Projekt deregulacyjny upraszczał również ustanowienie oraz wykonywanie zarządu sukcesyjnego (w sytuacji, gdy przedsiębiorca prowadzący firmę zmarł). Przewidywał, że zarząd sukcesyjny w firmie, której właściciel zmarł, będzie przedłużany automatycznie do momentu wydania postanowienia przez sąd w tej sprawie.

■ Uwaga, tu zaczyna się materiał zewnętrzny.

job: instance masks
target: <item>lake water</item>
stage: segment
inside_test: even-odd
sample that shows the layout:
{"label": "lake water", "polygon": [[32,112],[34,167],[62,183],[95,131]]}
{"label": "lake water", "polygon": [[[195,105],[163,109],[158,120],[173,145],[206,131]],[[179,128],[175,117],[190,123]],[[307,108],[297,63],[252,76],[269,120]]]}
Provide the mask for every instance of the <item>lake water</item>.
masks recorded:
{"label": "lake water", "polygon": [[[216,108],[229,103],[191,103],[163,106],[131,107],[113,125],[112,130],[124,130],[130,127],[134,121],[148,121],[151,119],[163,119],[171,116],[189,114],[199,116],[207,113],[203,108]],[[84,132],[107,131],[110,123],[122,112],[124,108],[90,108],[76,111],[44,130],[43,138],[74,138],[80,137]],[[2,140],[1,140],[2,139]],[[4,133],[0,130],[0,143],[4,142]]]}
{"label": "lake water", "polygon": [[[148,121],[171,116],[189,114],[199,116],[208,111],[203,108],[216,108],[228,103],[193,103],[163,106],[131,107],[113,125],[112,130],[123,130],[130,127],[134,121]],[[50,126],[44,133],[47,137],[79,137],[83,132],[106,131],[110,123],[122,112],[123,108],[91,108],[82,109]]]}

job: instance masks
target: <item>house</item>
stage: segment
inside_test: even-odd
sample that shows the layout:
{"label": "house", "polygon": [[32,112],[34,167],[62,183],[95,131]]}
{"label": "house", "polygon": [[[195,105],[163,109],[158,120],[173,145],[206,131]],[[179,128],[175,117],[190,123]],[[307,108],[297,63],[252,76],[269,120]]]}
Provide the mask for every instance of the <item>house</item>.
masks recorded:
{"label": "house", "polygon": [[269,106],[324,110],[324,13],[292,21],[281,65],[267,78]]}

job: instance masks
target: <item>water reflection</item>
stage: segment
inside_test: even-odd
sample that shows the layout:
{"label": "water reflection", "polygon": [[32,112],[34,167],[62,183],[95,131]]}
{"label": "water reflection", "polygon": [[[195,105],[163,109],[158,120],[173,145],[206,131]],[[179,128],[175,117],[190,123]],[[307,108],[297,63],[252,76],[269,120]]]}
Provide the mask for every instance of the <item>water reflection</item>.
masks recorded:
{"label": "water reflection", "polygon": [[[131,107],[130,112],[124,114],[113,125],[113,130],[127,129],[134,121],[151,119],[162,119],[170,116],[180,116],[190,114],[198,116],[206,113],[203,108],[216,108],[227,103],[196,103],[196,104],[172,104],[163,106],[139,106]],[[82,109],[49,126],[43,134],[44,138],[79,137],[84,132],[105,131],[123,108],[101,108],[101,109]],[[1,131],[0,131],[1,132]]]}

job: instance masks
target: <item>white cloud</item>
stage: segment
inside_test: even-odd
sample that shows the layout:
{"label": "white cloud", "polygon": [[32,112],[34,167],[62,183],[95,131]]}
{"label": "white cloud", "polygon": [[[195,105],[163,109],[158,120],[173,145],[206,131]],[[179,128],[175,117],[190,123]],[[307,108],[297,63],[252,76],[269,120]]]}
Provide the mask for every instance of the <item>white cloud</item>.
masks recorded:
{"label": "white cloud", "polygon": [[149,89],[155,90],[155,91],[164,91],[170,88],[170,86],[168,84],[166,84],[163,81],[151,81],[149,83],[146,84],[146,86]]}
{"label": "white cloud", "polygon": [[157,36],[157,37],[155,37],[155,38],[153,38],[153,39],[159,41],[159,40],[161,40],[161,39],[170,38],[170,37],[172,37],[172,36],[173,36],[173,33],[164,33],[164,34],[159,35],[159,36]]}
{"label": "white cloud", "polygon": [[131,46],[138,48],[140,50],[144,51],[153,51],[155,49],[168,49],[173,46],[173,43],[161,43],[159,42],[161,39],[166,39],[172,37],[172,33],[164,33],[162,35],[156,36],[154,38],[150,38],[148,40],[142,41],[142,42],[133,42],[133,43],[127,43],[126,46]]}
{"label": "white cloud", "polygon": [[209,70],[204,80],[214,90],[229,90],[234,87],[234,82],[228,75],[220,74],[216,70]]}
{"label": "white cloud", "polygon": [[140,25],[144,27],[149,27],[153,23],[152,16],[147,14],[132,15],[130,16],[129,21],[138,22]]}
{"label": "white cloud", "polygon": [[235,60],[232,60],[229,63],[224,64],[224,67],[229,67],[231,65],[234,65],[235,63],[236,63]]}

Obecnie często zdarza się, że wniosek o przedłużenie zarządu jest składany tuż przed jego wygaśnięciem, a sądy nie mają wystarczająco dużo czasu na wydanie postanowienia w tym zakresie.

Rządowa propozycja zmniejszała m.in. liczbę spadkobierców powołujących zarządcę sukcesyjnego po śmierci przedsiębiorcy. Aktualnie wymagana jest zgoda osób, którym łącznie przysługuje udział w przedsiębiorstwie w spadku nie mniejszy niż 85/100. Projekt obniża procentowy udział niezbędny do ustanowienia zarządcy sukcesyjnego z 85 do 75 proc.

Co z prowadzeniem firmy przez małoletnich? 

Początkowo rządowy projekt zawierał propozycje dotyczące prowadzenia firm przez małoletnich, co jest obecnie bardzo popularne w sieci. W nowych przepisach jednoznacznie miały zostać wskazane m.in. to, że osoby prowadzące taką działalność co do zasady będą mogły posługiwać się numerem PESEL, co pozwoli ograniczyć formalności. Zmiany miały obejmą także zakładanie działalności przez małoletniego. W przepisach zostanie wprowadzona zasada, zgodnie z którą przed zarejestrowaniem działalności zgody będzie udzielał sąd rodzinny. Ma to zapobiec nadużyciom, ale jednocześnie umożliwić wejście na rynek młodym osobom

Z tych propozycji wycofano się jednak w trakcie prac w Sejmie. Czy w nowej ustawie pojawią się na nowo? W tym wypadku nie padły jeszcze żadne deklaracje ze strony rządu. 

Spółka cywilna ma być rejestrowana on-line 

Resort rozwoju chce również pracować nad dalszą cyfryzacją procesu zakładania spółki cywilnej, nad którym prace także toczyły się w czasie poprzedniej kadencji. Rozwiązania dotyczące spółek zawierał projekt ustawy o Centralnej Ewidencji Informacji o Działalności Gospodarczej i Punkcie Informacji dla Przedsiębiorcy. 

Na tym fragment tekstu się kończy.